Joan Faulkner, noted environmentalist, horsewoman and conservationist, who, with her late husband F. Sheffield Faulkner, founded Golden Herd Farm in Wilton, Conn., died Sept. 11 in a Norwalk hospital. She was 103.

Joan Fisher Faulkner was born on July 5, 1911, the only daughter of the late publisher and philanthropist Henry Johnson Fisher and Alice Agnew Fisher of Sabine Farm, Round Hill Road, Greenwich. She had horses from an early age and became a well-known horsewoman and expert rider. She rode with her father in Connecticut and at the hunt on their farm, Doverton, on the eastern shore in Maryland. She often accompanied her father on trips to the National Horse Show in Dublin, Ireland, to purchase legendary Irish jumpers. Together they helped found and support the Greenwich Trail Riding Association and established horse trails throughout Sabine Farm property that remain today.

She graduated from Greenwich Academy in 1928 and attended Wellesley College where she graduated in 1933. She attended The Sorbonne in Paris, where she studied sculpture and traveled to Istanbul on the Orient Express with her aunt, Katherine Agnew Auchincloss, to visit museums when she concluded her studies. When she returned from Europe she opened a sculpture studio in Manhattan where she created gallery exhibited pieces in stone, metal and wood.

She and F. Sheffield Faulkner of Rye, N.Y., were married Sept. 30, 1944 in Greenwich, where they lived prior to relocating to their Wilton farm. She and her husband moved to Wilton from Greenwich, Conn., and purchased the 18th-century home and farm property on the top of Bald Hill overlooking Kent Pond in 1953. For the next 30 years they raised Guernsey cows, bulls, vegetables and fruit as well as orchids, Easter lilies and poinsettias on the farm. One of their prize cows, Gingham, won the blue ribbon at the Big E Fair in Springfield and placed second at the National Western Stock Show in Denver the same year.

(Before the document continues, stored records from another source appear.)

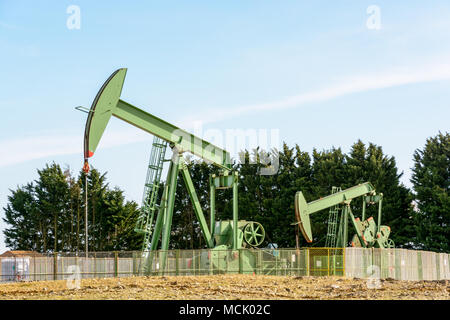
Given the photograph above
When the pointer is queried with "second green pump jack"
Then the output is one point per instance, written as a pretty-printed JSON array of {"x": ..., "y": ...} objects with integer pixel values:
[{"x": 368, "y": 232}]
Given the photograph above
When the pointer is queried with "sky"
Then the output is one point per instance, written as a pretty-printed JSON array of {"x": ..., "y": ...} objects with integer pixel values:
[{"x": 319, "y": 74}]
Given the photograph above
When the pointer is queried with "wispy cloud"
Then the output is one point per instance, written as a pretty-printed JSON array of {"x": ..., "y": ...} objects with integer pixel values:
[
  {"x": 25, "y": 149},
  {"x": 346, "y": 86}
]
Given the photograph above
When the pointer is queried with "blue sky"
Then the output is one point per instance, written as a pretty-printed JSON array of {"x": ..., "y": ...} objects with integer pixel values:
[{"x": 312, "y": 70}]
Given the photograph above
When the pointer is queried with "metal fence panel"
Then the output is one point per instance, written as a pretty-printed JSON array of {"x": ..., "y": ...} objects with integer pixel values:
[{"x": 400, "y": 264}]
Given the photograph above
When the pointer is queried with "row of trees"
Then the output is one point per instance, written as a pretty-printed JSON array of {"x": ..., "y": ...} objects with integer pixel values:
[{"x": 48, "y": 214}]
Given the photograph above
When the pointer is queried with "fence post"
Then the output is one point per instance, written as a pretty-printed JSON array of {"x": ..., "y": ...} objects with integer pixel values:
[
  {"x": 240, "y": 261},
  {"x": 307, "y": 262},
  {"x": 55, "y": 266},
  {"x": 116, "y": 264},
  {"x": 177, "y": 266}
]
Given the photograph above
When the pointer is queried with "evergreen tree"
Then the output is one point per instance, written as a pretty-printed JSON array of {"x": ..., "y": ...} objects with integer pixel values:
[{"x": 431, "y": 182}]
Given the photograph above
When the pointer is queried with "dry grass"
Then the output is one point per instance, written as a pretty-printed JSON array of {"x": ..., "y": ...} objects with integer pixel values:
[{"x": 227, "y": 287}]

She never allowed any chemicals to be used on the farm, preferring organic solutions for crop growth, insect and disease control. She religiously recycled newspaper, metal, plastic whenever possible and re-used items including aluminum foil. She was an early environmentalist and supported national and local conservation organizations her entire life. She and her older brothers began sailing and sailboat racing as teenagers at Indian Harbor Yacht Club in Greenwich, a sport and avocation that continued throughout their adult lives.

Beginning in the 1950s, Joan, her husband and family moved to Edgartown on Martha’s Vineyard during the summer where she raced Sandpiper, her Rhodes 19 sailboat at the Edgartown Yacht Club, a ritual that continued into her 70s. She was an early, active and expert skier, as was her husband, and encouraged her children and grandchildren to learn and enjoy the sport.

She was a dedicated supporter of the Sierra Club, National Resources Defense Council and New York Botanical Garden. She was a member of the Vineyard Conservation Society, Wilton Garden Club, Wilton Riding Club, Edgartown Yacht Club and Martha’s Vineyard Art Association. She traveled extensively, enjoyed knitting, reading, growing orchids and night blooming cereus and was a Mayflower descendant.

She is survived by a brother, Everett Fisher of Greenwich, Conn., and by her children: Lindsay Faulkner Hagen and her husband Peter of Santa Fe, N.M., Robert S. Faulkner of Manchester, Pamela Faulkner Quinn and her husband Lawrence of Portsmouth, R.I., and Elizabeth H. Faulkner of Warren, R.I. She is also survived by her grandchildren: Robert S. Faulkner Jr. of New York, N.Y., Elizabeth Faulkner Rowe of Gloucester, E. Conor Hagen of Brooklyn, N.Y., Lindsay Fisher Quinn of Burlington, Vt., and Lawrence B.C. Quinn of Portsmouth, R.I. She is also survived by two great-grandchildren, Griffin Rowe and Madeleine Rowe, and by 11 nieces and nephews. She was predeceased by her brothers Bennett and Agnew, and by her nephew Bennett who died at the World Trade Center on Sept. 11, 2001. Her husband died in 1995.

A service will be held at St. Matthew’s Episcopal Church, 36 New Canaan Road (Route 106), Wilton, Conn., on Saturday, Sept. 20, followed by a reception at her home, 37 Keeler’s Ridge Road, also in Wilton.